Никогда не забуду двадцать седьмое мая, изумительный весенний день, когда произошло чудо. Что за чудо, вы наверняка угадали. Мудрая природа оказала помощь, за которой я собирался обратиться к врачебному искусству.
Ошеломленный, потрясенный, опьяневший от счастья, Марк видел, как на его глазах возникает из небытия тень любимой женщины, постепенно наполняясь красками, обретая живую плоть. Ошалевший Марк — дважды отец! — созерцал одновременное рождение сына и жены, которая показалась ему еще краше после столь долгой разлуки.
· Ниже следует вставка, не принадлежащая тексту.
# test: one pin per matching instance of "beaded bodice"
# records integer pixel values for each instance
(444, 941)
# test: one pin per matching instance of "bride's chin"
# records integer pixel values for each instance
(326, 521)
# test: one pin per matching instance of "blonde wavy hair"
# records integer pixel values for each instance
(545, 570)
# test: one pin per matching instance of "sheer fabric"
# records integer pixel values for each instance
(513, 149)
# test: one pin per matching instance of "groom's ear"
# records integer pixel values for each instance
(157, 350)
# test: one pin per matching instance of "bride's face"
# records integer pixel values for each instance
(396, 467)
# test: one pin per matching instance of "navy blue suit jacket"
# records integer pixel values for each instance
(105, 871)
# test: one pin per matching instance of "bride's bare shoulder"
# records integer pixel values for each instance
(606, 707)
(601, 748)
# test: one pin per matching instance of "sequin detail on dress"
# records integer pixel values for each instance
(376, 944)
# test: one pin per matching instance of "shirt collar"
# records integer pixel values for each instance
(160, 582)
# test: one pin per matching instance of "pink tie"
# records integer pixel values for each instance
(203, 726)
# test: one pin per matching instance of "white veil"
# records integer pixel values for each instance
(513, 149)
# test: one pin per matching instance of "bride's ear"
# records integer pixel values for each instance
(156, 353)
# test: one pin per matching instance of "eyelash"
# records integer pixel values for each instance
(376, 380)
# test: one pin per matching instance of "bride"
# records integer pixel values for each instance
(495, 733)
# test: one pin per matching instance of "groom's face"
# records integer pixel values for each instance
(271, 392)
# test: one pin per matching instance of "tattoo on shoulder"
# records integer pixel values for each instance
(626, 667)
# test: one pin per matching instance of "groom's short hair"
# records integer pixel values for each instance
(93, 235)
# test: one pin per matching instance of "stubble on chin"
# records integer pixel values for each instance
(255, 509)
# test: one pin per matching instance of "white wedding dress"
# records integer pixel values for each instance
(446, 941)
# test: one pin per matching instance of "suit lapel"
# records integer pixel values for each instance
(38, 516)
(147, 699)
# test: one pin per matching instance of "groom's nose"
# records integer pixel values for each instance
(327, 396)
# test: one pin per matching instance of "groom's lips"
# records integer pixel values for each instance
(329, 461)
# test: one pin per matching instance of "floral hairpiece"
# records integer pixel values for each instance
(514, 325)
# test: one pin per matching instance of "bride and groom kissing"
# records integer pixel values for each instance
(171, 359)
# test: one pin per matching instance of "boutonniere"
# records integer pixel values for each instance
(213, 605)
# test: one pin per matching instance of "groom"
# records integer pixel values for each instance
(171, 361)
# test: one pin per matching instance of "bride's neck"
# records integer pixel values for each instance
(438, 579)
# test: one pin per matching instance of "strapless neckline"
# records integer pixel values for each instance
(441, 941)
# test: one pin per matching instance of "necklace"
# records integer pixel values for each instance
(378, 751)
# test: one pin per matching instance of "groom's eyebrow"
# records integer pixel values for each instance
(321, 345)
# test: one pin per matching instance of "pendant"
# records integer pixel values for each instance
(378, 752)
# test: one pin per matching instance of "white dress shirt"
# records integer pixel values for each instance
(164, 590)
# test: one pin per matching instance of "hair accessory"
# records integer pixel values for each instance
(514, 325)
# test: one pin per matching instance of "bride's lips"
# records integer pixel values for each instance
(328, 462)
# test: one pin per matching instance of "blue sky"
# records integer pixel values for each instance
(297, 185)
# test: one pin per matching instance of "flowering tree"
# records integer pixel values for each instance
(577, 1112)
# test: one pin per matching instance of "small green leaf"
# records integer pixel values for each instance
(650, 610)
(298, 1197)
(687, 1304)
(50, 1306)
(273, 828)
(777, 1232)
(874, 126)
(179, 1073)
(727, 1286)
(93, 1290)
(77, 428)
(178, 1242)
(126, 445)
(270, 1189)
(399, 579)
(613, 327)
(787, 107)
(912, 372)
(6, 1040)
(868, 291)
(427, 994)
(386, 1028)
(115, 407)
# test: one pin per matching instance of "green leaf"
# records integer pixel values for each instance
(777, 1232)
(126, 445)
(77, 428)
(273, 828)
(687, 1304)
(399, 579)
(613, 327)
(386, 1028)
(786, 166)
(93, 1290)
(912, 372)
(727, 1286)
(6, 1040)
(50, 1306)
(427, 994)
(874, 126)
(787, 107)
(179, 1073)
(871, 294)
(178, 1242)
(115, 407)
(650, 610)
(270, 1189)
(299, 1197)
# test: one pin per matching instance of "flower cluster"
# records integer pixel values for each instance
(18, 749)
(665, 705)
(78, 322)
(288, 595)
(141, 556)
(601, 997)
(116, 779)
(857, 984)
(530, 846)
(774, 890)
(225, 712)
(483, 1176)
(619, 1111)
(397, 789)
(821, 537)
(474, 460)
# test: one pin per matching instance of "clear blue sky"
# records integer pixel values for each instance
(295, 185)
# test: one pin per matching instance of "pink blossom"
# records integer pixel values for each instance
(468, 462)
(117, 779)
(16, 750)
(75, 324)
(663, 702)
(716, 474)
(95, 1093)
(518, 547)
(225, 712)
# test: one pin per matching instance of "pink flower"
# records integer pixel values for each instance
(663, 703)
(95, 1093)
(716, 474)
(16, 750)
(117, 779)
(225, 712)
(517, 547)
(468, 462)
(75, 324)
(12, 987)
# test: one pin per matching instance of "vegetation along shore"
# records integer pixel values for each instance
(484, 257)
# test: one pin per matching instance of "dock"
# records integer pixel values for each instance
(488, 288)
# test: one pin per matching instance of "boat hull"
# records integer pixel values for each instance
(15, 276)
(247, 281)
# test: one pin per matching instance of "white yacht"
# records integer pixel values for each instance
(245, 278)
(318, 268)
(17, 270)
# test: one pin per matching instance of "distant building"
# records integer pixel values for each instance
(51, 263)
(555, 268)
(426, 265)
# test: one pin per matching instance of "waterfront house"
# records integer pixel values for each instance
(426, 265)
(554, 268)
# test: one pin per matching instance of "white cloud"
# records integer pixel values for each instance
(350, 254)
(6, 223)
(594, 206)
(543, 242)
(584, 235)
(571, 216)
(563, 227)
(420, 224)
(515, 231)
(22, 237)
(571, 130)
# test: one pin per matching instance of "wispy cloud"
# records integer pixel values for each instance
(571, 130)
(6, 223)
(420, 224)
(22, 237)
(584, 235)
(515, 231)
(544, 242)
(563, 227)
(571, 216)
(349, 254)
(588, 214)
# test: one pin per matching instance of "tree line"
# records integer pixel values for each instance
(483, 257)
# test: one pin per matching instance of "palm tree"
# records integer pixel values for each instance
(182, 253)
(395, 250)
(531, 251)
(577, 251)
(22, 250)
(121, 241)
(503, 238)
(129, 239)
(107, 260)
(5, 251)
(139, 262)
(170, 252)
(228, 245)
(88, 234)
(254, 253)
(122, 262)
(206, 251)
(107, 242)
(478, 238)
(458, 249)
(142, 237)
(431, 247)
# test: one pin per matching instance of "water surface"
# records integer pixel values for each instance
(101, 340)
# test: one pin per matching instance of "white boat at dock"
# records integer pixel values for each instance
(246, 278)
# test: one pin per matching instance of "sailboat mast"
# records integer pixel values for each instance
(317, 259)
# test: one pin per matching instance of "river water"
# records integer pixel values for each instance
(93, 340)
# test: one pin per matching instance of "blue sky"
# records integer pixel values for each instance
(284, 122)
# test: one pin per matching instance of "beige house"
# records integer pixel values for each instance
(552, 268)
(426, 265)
С тех пор судьба моего брата, Миры и моя собственная неразделимы. Пока я ломаю голову над тем, чтобы добиться математически идеального совершенства, — впрочем, неразрешимого, ибо математика, как и вселенная, беспредельна! — Марк продолжает успешную карьеру знаменитого художника. Он живет в Париже, в двух шагах от меня, в роскошном особняке, где ежегодно месье и мадам Родерих проводят два месяца вместе с сыном, капитаном Хараланом, который дослужился до полковника.
И каждый год молодые супруги Видаль с ответным визитом приезжают в Рагз. И тогда я скучаю без милого лепета маленького племянника, которого балую с нежностью дяди и дедушки одновременно. Марк и Мира счастливы и живут в полном согласии.
Пускай же небо продлит это счастье на долгие годы. И пусть никого не постигнут беды, которые нам пришлось пережить. И последнее: пусть никогда не воскреснет зловещая тайна Вильгельма Шторица!